In 2024, OpenAI, the company behind ChatGPT, reported a $5 billion loss, according to CNBC. Anthropic, which runs the chatbot Claude, also did not profit in 2024, and one recent analysis suggests the company is losing money on its paid subscribers. Nevertheless, the promise of artificial intelligence continues to attract new investors and valuations in the hundreds of billions for these new pure AI companies.
Meanwhile, Big Tech companies like Meta and Google are racing to recruit the best AI researchers, spending hundreds of millions on individual salaries.
So far, Koomey and other critics are skeptical that the public’s interest in AI will match the investments that Big Tech is making. Referring to recent viral incidents of Google’s AI tools offering flawed results, Koomey said, “These things still tell you to eat rocks and put glue in your pizza.”
“It would not be weird for an emerging technology to suddenly hit a ceiling in terms of popularity,” said Alex de Vries, a researcher at the university VU Amsterdam.
What are the physical constraints of meeting demand?
Even if consumer demand for AI matches Big Tech’s ambitions, the industry might first run into physical constraints.
Alex de Vries is the founder of the website digiconomist, where he writes about the economics of digital trends, including artificial intelligence.
In an interview with SAN, de Vries said tech companies are already using all the advanced computer chips that manufacturers can produce. On one hand, this suggests a growing demand for AI systems, but a recent analysis from London Economics International found that supply-chain constraints mean many proposed data centers will not be able to obtain the necessary AI chips.
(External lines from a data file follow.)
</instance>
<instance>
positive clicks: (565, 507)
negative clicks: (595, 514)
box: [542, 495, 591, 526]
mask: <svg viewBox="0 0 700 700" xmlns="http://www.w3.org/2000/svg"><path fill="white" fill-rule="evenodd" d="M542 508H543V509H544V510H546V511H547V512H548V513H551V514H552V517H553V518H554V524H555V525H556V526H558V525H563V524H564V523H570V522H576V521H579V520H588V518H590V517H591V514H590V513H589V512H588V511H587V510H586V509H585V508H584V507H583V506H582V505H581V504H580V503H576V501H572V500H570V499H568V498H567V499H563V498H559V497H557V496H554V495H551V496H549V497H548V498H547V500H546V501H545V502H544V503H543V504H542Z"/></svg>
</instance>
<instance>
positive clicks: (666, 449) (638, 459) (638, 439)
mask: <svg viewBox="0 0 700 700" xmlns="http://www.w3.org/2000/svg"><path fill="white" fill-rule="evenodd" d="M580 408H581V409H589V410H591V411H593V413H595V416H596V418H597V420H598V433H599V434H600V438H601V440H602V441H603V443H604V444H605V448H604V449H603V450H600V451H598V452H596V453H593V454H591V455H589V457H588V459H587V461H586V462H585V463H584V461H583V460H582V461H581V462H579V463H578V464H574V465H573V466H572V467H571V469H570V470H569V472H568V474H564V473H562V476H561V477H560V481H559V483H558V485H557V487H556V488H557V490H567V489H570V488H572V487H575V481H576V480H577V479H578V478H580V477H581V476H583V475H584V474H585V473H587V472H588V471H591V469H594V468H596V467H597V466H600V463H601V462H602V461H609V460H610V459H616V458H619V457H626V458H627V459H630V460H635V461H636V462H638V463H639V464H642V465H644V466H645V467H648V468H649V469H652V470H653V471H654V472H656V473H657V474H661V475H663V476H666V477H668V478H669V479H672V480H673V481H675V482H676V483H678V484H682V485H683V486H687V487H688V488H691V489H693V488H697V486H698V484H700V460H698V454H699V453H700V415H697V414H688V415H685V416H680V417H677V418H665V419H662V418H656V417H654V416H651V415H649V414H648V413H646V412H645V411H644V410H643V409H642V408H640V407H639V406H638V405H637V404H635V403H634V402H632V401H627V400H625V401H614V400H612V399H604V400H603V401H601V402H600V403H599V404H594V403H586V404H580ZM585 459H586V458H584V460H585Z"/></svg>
“You can’t really predict much further than like one to two years into the future,” de Vries said, because “the supply chain capacity is fully utilized.”
Will AI models get more efficient?
The power needs of artificial intelligence also vary depending on the use case. For example, creating an AI-generated video requires much more energy than interacting with a text-based AI chatbot. New “reasoning” models capable of advanced analysis will require more power than conventional large language models, de Vries said.
Energy efficiency also varies depending on the AI model. Earlier this year, Chinese AI model DeepSeek demonstrated a functionality similar to ChatGPT while using up to 90% less electricity.
“For a data center, the single largest variable cost is the electric bill,” said O’Leary, who expects Big Tech to look for ways their AI models can become more energy efficient.
However, Tyson Slocum, director of the energy program at the nonprofit Public Citizen, noted that consumers are already experiencing increased electric bills as the market adjusts to increased electricity demand.
In an interview with SAN, Slocum said utility companies and the tech industry “intentionally create a sense of hype and panic around the energy consumption of AI, because both had a shared financial interest in doing so.”